Guidelines for Guests

Let us begin with a simple definition: A guideline is an aid, it is not a rule. Its purpose is directional. Yet, as described below, our guidelines for residents and guests at Ananda Pune are meant to be taken seriously. They exist for the welfare of one and all.

A few other points are also very important to keep in mind: Ananda Pune is, above all, a spiritual community. It is also an intentional community, based on the principles and teachings of the great Indian master, Paramhansa Yogananda. Further, it is a cooperative community, in which people strive to assist one another whenever needed.
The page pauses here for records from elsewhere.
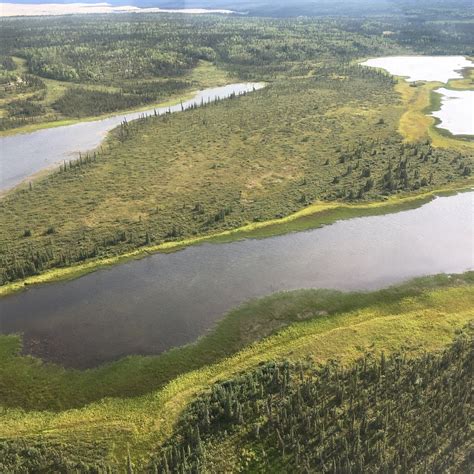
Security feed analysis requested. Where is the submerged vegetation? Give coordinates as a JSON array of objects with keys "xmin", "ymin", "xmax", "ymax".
[
  {"xmin": 0, "ymin": 273, "xmax": 474, "ymax": 472},
  {"xmin": 0, "ymin": 0, "xmax": 474, "ymax": 474},
  {"xmin": 0, "ymin": 7, "xmax": 474, "ymax": 284}
]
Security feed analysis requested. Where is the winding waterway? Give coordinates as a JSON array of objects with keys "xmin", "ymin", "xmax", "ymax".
[
  {"xmin": 0, "ymin": 83, "xmax": 264, "ymax": 191},
  {"xmin": 0, "ymin": 192, "xmax": 474, "ymax": 367},
  {"xmin": 361, "ymin": 56, "xmax": 474, "ymax": 136}
]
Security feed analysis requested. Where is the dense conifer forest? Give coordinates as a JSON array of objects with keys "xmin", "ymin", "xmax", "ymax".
[
  {"xmin": 0, "ymin": 328, "xmax": 474, "ymax": 474},
  {"xmin": 149, "ymin": 334, "xmax": 474, "ymax": 473},
  {"xmin": 0, "ymin": 0, "xmax": 474, "ymax": 474}
]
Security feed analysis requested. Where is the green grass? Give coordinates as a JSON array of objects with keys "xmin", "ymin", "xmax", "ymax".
[
  {"xmin": 0, "ymin": 67, "xmax": 473, "ymax": 291},
  {"xmin": 0, "ymin": 273, "xmax": 474, "ymax": 465},
  {"xmin": 0, "ymin": 58, "xmax": 233, "ymax": 136}
]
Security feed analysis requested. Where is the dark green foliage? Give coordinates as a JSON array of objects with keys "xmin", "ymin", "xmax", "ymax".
[
  {"xmin": 150, "ymin": 329, "xmax": 474, "ymax": 473},
  {"xmin": 7, "ymin": 100, "xmax": 44, "ymax": 118}
]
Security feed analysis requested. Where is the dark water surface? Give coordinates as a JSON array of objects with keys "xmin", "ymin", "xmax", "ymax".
[
  {"xmin": 0, "ymin": 192, "xmax": 474, "ymax": 367},
  {"xmin": 0, "ymin": 83, "xmax": 264, "ymax": 191}
]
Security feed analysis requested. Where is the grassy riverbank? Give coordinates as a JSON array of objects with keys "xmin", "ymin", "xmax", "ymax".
[
  {"xmin": 396, "ymin": 79, "xmax": 474, "ymax": 155},
  {"xmin": 0, "ymin": 272, "xmax": 474, "ymax": 468},
  {"xmin": 0, "ymin": 58, "xmax": 233, "ymax": 137},
  {"xmin": 0, "ymin": 66, "xmax": 474, "ymax": 292},
  {"xmin": 0, "ymin": 180, "xmax": 474, "ymax": 297}
]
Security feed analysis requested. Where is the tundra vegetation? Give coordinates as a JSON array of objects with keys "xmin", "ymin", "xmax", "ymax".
[
  {"xmin": 0, "ymin": 1, "xmax": 474, "ymax": 473},
  {"xmin": 0, "ymin": 272, "xmax": 474, "ymax": 473},
  {"xmin": 0, "ymin": 15, "xmax": 474, "ymax": 284}
]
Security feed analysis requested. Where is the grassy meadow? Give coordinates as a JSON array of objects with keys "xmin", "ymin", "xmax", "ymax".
[
  {"xmin": 0, "ymin": 272, "xmax": 474, "ymax": 468},
  {"xmin": 0, "ymin": 66, "xmax": 473, "ymax": 283}
]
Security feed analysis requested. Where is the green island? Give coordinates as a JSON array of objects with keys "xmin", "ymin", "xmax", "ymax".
[{"xmin": 0, "ymin": 0, "xmax": 474, "ymax": 474}]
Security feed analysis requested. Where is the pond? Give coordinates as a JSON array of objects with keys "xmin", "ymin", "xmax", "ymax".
[
  {"xmin": 361, "ymin": 56, "xmax": 474, "ymax": 135},
  {"xmin": 361, "ymin": 56, "xmax": 474, "ymax": 83},
  {"xmin": 431, "ymin": 88, "xmax": 474, "ymax": 135},
  {"xmin": 0, "ymin": 192, "xmax": 474, "ymax": 368},
  {"xmin": 0, "ymin": 83, "xmax": 264, "ymax": 191}
]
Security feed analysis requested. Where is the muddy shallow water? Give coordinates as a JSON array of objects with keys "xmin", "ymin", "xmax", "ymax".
[{"xmin": 0, "ymin": 192, "xmax": 474, "ymax": 367}]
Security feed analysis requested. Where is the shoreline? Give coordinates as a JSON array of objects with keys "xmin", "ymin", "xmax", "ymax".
[{"xmin": 0, "ymin": 183, "xmax": 474, "ymax": 298}]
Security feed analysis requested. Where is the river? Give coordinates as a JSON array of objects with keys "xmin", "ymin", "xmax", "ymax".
[
  {"xmin": 361, "ymin": 56, "xmax": 474, "ymax": 136},
  {"xmin": 0, "ymin": 192, "xmax": 474, "ymax": 368},
  {"xmin": 0, "ymin": 83, "xmax": 264, "ymax": 191}
]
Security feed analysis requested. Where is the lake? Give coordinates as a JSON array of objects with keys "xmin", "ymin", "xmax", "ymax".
[
  {"xmin": 361, "ymin": 56, "xmax": 474, "ymax": 135},
  {"xmin": 0, "ymin": 192, "xmax": 474, "ymax": 368},
  {"xmin": 361, "ymin": 56, "xmax": 474, "ymax": 83},
  {"xmin": 0, "ymin": 83, "xmax": 264, "ymax": 191},
  {"xmin": 431, "ymin": 88, "xmax": 474, "ymax": 135}
]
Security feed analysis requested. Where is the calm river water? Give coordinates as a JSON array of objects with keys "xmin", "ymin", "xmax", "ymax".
[
  {"xmin": 0, "ymin": 83, "xmax": 264, "ymax": 191},
  {"xmin": 0, "ymin": 192, "xmax": 474, "ymax": 367}
]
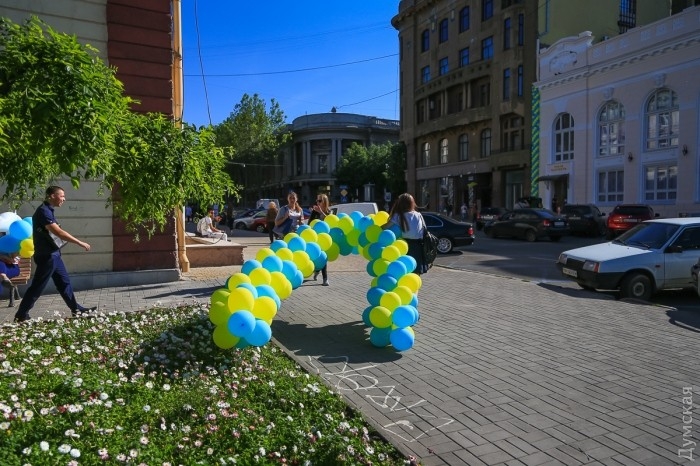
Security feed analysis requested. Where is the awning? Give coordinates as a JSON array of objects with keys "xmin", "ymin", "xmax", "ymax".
[{"xmin": 537, "ymin": 174, "xmax": 569, "ymax": 182}]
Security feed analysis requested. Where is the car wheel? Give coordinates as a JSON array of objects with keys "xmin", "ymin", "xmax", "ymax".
[
  {"xmin": 438, "ymin": 237, "xmax": 454, "ymax": 254},
  {"xmin": 620, "ymin": 273, "xmax": 652, "ymax": 301}
]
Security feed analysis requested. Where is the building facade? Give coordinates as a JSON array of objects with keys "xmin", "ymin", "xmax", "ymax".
[
  {"xmin": 536, "ymin": 7, "xmax": 700, "ymax": 217},
  {"xmin": 392, "ymin": 0, "xmax": 689, "ymax": 213}
]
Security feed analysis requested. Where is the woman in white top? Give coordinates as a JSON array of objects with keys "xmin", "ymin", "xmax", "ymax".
[{"xmin": 382, "ymin": 193, "xmax": 428, "ymax": 275}]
The ideals, truths and practices we apply in our daily lives have one overarching objective: communion with God.

As residents of this community, we actively engage in regular meditation, yogic studies, selfless service, and what Yogananda called “simple living and high thinking.” As we dedicate ourselves to supporting each other’s spiritual quest, we ask even short-term visitors to respect the inward nature and tranquility of our environment, and ideally to participate with us in these activities and practices. For residents and longer-term guests, that quest for higher awareness – for seeking a life in God – should be their foremost goal.

Founded by Swami Kriyananda in 1968, Ananda has a long history of starting and sustaining successful spiritual communities. The vision for these “world brotherhood colonies” originated with Yogananda, who recognized the deep need for devotees to live, serve and worship together, apart from the endless stresses of modern urban life. But it was his direct disciple, Swami Kriyananda, who turned Yogananda’s vision into a flourishing, harmonious reality.

Ananda’s residential Community and Retreat Centre, in the beautiful hills about 35 km outside the city of Pune, is the eighth of its kind in existence to date, and the first in India.

Personal Behavior

  1. Although we prefer to think in terms of guidelines instead of rules, there are three rules at Ananda Pune that we have found it necessary to establish. Our first rule is that recreational drug or alcohol use is strictly prohibited.
  2. Our second rule is that loud, disruptive or otherwise objectionable conduct; the playing of loud music; or the causing of any intrusive and needless noise that disturbs the quiet atmosphere we endeavor to maintain, is also not permitted. Between 9 p.m. and the hours of morning meditation, we especially want to be respectful of others’ spiritual practices and peaceful rest.
  3. Our third rule also respects the sensibilities of others. Customs regarding unmarried couples in the West have become quite liberal, but we are not in the West. In view of India’s moral and family traditions regarding marriage in particular, we require that unmarried couples, whether or not engaged to be married, reside in separate quarters. Residents and guests are also expected to dress in modest attire, and couples are asked to avoid public displays of intimate affection.
  4. We adhere to the teachings of Paramhansa Yogananda, which are universal in scope, and inclusive of all true teachings. We ask residents and guests to refrain from promoting other spiritual practices or group activities without the pre-approval of our spiritual director.
  5. Ananda Pune’s mission is to help us grow spiritually. If a conflict arises, the first place to look for answers is within oneself. But if, after this, it is felt that some other resolution is needed, it is best to deal directly with the matter (calmly and with an open mind) or seek the counsel of one who can facilitate a harmonious result. This might be the spiritual director of one of our acharyas.
  6. Cleanliness, short of fussiness, is valued for its appearance, hygiene and safety. This applies to one’s personal environment as well as to body and mind.
  7. Most of our 33 acres are situated on a hillside slope, and the general terrain is uneven. Although we have well defined roads and walking paths, the area can present a challenge to the elderly and those who have physical fitness issues, such as poor balance, shortness of breath, or difficulty dealing with inclines and stairs. In short, it is essential that a person seeking residency is able-bodied enough to enjoy the experience without requiring regular physical assistance or appearing to present a risk of serious injury.
  8. All meals served from our community kitchen– three per day in our dining area – are entirely vegetarian. Indian cuisine is the usual fare, but we also vary the menu with Italian, Thai, Mexican or Chinese dishes a couple of times per week. Those who wish other choices will need to go into Pune City, 35 km away, or to Lavasa, 20 km away in the opposite direction.
  9. Hospitality is a long-standing tradition at Ananda. We affirm that “the guest is God.” With that in mind, harmony is certain to prevail.

 

If you have any questions or concerns, please let us know. We are here to serve the ideals that Swami Kriyananda envisioned for this beautiful land, retreat centre and community. Thanks… and welcome!